Resulullah (sav) hayatı boyunca binlerce insanı eğitmiş, din ahlakından haberi olmayan insanların, güzel ahlaklı, örnek tavırlı kişiler olmalarına vesile olmuştur. Kendisinden sonra da sözleri ve davranışları tüm inananlar için bir rehber niteliğindedir.
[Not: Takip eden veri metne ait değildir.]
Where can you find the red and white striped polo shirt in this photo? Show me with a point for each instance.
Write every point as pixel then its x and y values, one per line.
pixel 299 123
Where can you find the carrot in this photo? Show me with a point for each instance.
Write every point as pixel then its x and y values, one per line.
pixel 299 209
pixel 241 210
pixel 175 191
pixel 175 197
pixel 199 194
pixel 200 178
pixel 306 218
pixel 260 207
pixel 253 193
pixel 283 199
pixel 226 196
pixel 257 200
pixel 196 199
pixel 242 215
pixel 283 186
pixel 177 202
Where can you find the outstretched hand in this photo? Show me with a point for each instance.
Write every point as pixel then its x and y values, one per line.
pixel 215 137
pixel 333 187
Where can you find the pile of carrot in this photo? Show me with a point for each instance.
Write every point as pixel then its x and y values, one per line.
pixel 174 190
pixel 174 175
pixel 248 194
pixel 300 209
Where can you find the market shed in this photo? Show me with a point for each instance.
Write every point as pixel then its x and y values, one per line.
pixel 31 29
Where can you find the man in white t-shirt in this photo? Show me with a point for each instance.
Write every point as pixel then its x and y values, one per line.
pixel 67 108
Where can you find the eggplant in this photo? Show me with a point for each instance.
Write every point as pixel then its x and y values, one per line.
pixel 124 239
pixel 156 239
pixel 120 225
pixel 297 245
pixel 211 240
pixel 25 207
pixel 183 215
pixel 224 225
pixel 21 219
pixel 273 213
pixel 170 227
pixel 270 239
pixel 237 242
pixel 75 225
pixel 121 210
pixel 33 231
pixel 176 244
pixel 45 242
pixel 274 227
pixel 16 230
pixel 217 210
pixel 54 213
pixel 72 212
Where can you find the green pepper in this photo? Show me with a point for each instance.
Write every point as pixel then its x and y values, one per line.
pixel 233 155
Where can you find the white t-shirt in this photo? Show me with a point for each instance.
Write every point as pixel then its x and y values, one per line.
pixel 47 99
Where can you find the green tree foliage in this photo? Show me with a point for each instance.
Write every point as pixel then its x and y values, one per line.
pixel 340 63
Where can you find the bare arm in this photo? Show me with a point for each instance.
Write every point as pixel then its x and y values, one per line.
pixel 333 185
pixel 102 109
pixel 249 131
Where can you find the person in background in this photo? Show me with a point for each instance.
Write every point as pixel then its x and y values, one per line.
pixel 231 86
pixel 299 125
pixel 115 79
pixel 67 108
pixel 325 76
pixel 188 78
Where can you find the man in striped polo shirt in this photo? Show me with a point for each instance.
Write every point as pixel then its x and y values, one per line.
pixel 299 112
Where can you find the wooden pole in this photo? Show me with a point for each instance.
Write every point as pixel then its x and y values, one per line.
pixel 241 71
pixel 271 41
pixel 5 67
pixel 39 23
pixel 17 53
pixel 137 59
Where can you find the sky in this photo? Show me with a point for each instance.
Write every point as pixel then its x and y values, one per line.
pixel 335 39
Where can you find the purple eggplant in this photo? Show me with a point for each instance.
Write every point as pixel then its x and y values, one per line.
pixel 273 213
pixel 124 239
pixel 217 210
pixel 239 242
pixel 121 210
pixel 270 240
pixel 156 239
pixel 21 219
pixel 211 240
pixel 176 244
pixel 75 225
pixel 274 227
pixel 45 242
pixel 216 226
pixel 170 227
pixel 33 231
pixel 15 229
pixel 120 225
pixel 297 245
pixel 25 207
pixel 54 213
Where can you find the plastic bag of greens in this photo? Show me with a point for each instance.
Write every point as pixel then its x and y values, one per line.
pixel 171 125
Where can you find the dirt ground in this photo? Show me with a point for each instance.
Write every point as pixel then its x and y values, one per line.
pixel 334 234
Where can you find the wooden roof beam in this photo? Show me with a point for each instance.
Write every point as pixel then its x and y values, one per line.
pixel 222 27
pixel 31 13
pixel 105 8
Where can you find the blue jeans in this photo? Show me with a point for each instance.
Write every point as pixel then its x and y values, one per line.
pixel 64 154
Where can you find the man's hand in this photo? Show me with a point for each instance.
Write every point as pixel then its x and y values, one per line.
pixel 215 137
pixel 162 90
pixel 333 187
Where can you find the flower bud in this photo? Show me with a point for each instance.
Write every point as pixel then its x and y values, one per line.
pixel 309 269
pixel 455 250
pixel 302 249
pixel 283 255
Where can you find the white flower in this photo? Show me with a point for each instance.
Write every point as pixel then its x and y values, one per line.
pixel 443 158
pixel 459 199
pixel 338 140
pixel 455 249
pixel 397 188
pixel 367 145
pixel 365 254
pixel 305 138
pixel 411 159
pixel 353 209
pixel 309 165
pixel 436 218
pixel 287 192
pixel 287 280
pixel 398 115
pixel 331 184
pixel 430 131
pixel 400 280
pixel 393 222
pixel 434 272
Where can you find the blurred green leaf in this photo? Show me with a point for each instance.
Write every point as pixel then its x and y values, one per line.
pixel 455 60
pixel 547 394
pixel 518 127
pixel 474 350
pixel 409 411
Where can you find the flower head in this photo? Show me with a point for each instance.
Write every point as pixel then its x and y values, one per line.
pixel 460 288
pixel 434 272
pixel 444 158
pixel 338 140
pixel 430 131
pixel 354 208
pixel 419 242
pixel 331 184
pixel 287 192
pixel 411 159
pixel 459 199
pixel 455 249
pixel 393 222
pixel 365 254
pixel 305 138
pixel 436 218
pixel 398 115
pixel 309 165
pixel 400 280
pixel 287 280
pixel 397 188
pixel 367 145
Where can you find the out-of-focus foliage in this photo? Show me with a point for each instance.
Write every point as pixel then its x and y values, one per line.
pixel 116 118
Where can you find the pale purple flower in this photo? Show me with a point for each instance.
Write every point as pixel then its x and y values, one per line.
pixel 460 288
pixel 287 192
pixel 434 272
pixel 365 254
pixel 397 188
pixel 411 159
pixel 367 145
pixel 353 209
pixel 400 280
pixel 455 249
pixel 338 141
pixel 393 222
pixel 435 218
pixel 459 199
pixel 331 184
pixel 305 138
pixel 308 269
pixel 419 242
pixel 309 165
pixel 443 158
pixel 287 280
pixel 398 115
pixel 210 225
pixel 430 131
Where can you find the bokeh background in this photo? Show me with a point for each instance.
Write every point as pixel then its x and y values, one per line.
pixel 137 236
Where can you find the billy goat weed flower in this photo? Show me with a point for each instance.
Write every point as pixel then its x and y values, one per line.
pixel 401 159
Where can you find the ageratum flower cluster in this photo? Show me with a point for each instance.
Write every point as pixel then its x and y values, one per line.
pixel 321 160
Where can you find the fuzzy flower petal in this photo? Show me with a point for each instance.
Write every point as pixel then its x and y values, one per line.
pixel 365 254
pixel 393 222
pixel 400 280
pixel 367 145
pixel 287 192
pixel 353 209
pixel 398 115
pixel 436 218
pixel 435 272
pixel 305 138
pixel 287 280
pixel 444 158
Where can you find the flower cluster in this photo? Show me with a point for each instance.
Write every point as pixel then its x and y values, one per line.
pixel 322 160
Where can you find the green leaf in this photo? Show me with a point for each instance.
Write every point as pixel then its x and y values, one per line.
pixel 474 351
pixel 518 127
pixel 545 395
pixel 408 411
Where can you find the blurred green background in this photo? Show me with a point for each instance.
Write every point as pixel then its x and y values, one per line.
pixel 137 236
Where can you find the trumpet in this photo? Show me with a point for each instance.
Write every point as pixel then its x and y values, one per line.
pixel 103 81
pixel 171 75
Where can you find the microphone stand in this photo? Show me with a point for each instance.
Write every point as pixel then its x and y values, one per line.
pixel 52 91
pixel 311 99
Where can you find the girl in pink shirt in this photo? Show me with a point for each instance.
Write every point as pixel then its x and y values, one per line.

Kuran'da müminler için Allah'ın Resulü (sav)'de güzel örnekler olduğu şöyle bildirilmektedir:
"Andolsun, sizin için, Allah'ı ve ahiret gününü umanlar ve Allah'ı çokça zikredenler için Allah'ın Resûlü'nde güzel bir örnek vardır." (Ahzab Suresi, 21)
İnsan sabah uyandığı andan gece tekrar uykuya daldığı ana kadar yaptığı her işte, Müslümanca yaşamak, Müslümanca konuşmak ve Müslümanca davranmakla yükümlüdür.
Bunu hakkıyla yapabilmesi için ise Kuran ahlakını öğrenmesi ve uygulaması gereklidir.
Kuran ahlakının günlük hayata nasıl geçirilmesi gerektiğini bize gösteren en güzel örnek de Peygamberimiz (sav)'in hayatı ve kişiliğidir. Peygamberimiz (sav), yaşamı boyunca şefkatiyle, nezaketiyle, ince düşünceli, anlayışlı, tevekküllü, kararlı ve sabırlı tutumuyla hem kendi zamanındaki hem de kendisinden sonraki tüm Müslümanlara örnek olmuştur. Bu nedenle bir Müslümanın ahlaken benzemek için çaba göstermesi gereken kişi ancak gökleri, yeri ve ikisi arasındakileri yaratan, sonsuz merhamet sahibi Allah'ın elçisi olmalıdır.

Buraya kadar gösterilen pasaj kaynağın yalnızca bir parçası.